International crude oil prices crossed the $99-a-barrel mark in November, 2007 and peaked to $99.29. However, oil prices shied away from the much-hyped $100-a-barrel level as the IEA and Opec decided to cut their world demand growth estimates for 2008, due to the threat of an economic slowdown in the US amid a credit crunch.
Going by the US Department of Energy Annual Energy Outlook, 2008, oil prices will stage an approximate 38% decline over the next 8 years. Interestingly, their short-term prediction for 2007 back in 2006 was for crude oil to be around $57 way off the mark. While this may appear to be too optimistic a prediction, with Opec cutting its projections for world oil demand growth in 2008 (citing the threat of an economic slowdown), the prices should fall during 2008.
Opec, the oil cartel which controls 40 % of the worlds oil supply, last week rejected an official increase in its production ceiling, warning that demand could be lower than forecast because the impact of the credit squeeze.
On its part, IEA said the crude oil demand growth would jump by 2.1million barrels a day in 2008 as strong West Asia consumption will offset the US economic slowdown and the impact of record prices. The revised forecast is about 200,000 b/d higher than last months IEA estimate of growth of 1.9m b/d, and it is significantly higher than Opecs own calculations of growth of just 1.3m b/d.
According to IEA, higher output from some Opec countries, such as Iraq, Angola and the UAE, will boost the cartels real output in December in spite of its decision to leave its official production ceiling unchanged.
Overall, winter prospects have clearly improved, the IEA said, but $90-a-barrel oil makes clear that the market is still on the edge and is unlikely to relax until the peak weather risks have subsided and a clear trend in Opec supplies is apparent.
The IEA said, high oil prices were depressing only marginal demand growth in developed countries, such as the US or Germany. Consumption among rich countries would rise 1.3% this year, it said. However, in developing countries, the watchdog said demand would grow 4% in 2008 led by strong economic growth in China, West Asia and India.

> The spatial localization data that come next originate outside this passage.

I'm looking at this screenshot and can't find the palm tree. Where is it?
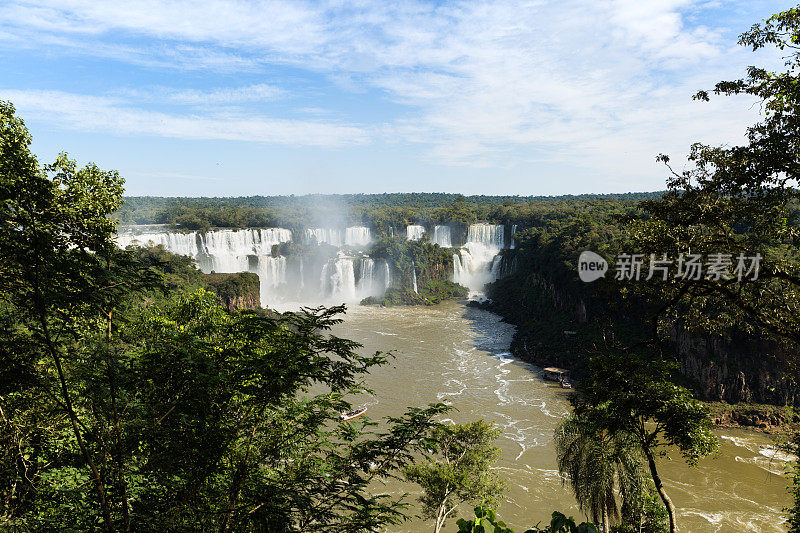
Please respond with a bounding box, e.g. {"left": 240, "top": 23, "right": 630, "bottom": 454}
{"left": 554, "top": 413, "right": 644, "bottom": 533}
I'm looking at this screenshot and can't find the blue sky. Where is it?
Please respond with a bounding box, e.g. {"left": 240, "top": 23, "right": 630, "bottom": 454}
{"left": 0, "top": 0, "right": 790, "bottom": 196}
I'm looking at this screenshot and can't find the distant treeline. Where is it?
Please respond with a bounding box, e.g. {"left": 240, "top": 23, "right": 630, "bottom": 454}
{"left": 115, "top": 192, "right": 665, "bottom": 233}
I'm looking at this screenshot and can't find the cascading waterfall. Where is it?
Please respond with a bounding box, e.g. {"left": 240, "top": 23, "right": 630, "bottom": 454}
{"left": 433, "top": 225, "right": 452, "bottom": 248}
{"left": 406, "top": 225, "right": 425, "bottom": 241}
{"left": 320, "top": 256, "right": 357, "bottom": 301}
{"left": 467, "top": 223, "right": 504, "bottom": 247}
{"left": 357, "top": 258, "right": 375, "bottom": 295}
{"left": 510, "top": 224, "right": 518, "bottom": 249}
{"left": 117, "top": 226, "right": 391, "bottom": 306}
{"left": 453, "top": 223, "right": 506, "bottom": 296}
{"left": 306, "top": 228, "right": 343, "bottom": 246}
{"left": 411, "top": 260, "right": 418, "bottom": 294}
{"left": 345, "top": 226, "right": 372, "bottom": 247}
{"left": 116, "top": 231, "right": 202, "bottom": 257}
{"left": 116, "top": 221, "right": 506, "bottom": 306}
{"left": 256, "top": 256, "right": 288, "bottom": 304}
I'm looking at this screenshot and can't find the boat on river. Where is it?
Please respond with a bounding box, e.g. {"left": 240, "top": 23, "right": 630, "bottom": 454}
{"left": 542, "top": 367, "right": 569, "bottom": 382}
{"left": 340, "top": 408, "right": 367, "bottom": 421}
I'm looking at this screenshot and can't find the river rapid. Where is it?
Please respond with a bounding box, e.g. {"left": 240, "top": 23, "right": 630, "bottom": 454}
{"left": 328, "top": 301, "right": 792, "bottom": 533}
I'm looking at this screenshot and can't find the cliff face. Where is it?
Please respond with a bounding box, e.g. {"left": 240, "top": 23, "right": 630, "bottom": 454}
{"left": 202, "top": 272, "right": 261, "bottom": 311}
{"left": 490, "top": 268, "right": 798, "bottom": 407}
{"left": 667, "top": 325, "right": 796, "bottom": 405}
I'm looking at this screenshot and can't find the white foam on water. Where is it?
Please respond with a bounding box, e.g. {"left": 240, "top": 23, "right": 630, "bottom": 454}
{"left": 760, "top": 446, "right": 796, "bottom": 463}
{"left": 735, "top": 455, "right": 789, "bottom": 476}
{"left": 682, "top": 509, "right": 787, "bottom": 532}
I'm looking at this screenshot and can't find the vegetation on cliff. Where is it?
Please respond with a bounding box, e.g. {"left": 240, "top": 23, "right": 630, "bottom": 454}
{"left": 363, "top": 237, "right": 468, "bottom": 305}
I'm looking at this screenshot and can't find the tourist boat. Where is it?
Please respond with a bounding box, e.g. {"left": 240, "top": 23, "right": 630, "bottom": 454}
{"left": 340, "top": 408, "right": 367, "bottom": 421}
{"left": 542, "top": 367, "right": 569, "bottom": 382}
{"left": 560, "top": 379, "right": 572, "bottom": 389}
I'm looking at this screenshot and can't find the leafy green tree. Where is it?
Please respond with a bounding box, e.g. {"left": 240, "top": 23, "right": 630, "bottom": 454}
{"left": 404, "top": 420, "right": 505, "bottom": 533}
{"left": 576, "top": 354, "right": 717, "bottom": 533}
{"left": 0, "top": 99, "right": 150, "bottom": 532}
{"left": 0, "top": 100, "right": 454, "bottom": 532}
{"left": 541, "top": 512, "right": 598, "bottom": 533}
{"left": 622, "top": 7, "right": 800, "bottom": 528}
{"left": 123, "top": 292, "right": 450, "bottom": 532}
{"left": 625, "top": 5, "right": 800, "bottom": 356}
{"left": 554, "top": 413, "right": 643, "bottom": 533}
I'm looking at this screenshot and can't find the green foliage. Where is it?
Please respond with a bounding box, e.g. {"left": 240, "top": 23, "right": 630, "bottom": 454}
{"left": 0, "top": 100, "right": 459, "bottom": 532}
{"left": 554, "top": 413, "right": 644, "bottom": 532}
{"left": 361, "top": 281, "right": 468, "bottom": 307}
{"left": 615, "top": 481, "right": 669, "bottom": 533}
{"left": 456, "top": 506, "right": 514, "bottom": 533}
{"left": 361, "top": 237, "right": 468, "bottom": 306}
{"left": 541, "top": 511, "right": 599, "bottom": 533}
{"left": 574, "top": 353, "right": 717, "bottom": 533}
{"left": 404, "top": 421, "right": 505, "bottom": 533}
{"left": 202, "top": 271, "right": 261, "bottom": 308}
{"left": 628, "top": 5, "right": 800, "bottom": 347}
{"left": 115, "top": 192, "right": 664, "bottom": 237}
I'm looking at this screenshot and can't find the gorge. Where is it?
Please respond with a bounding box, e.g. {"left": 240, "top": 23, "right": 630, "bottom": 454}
{"left": 114, "top": 216, "right": 794, "bottom": 532}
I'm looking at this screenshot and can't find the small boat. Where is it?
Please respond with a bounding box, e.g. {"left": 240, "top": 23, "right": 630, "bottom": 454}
{"left": 560, "top": 379, "right": 572, "bottom": 389}
{"left": 340, "top": 408, "right": 367, "bottom": 421}
{"left": 543, "top": 367, "right": 569, "bottom": 382}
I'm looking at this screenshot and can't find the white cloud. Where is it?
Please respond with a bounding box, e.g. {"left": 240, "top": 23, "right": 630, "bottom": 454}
{"left": 0, "top": 0, "right": 784, "bottom": 188}
{"left": 119, "top": 84, "right": 284, "bottom": 105}
{"left": 2, "top": 90, "right": 369, "bottom": 147}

The jump in consumption in 2008 will force Opec to pump more than initially forecast or to draw down inventories as non-Opec supply is expected to grow by only 1m b/d. In spite of the gap between demand and non-Opec supply, this years increase will be an acceleration from 2007s meager growth of 0.5m b/d.
Crude oil and product inventories had already fallen below the 5-year average, the IEA said. In October 2007, the inventories had equalled 52.6 days of demand, down from 55 days during the spring and 54 days in the summer.
West Texas Intermediate (WTI) monthly crude oil prices averaged more than $85 a barrel in October and almost $95 a barrel in November, up $27 and $36 a barrel, respectively, from a year earlier.
The daily closing spot price for WTI peaked at $99.16 a barrel on November 20 but started falling near the end of the month in anticipation of additional Opec production, and was expected to continue to decline slightly through 2008.
However, energy sector watchers feel that the monthly average prices for the WTI are expected to exceed the $80-a- barrel mark, anytime in 2008.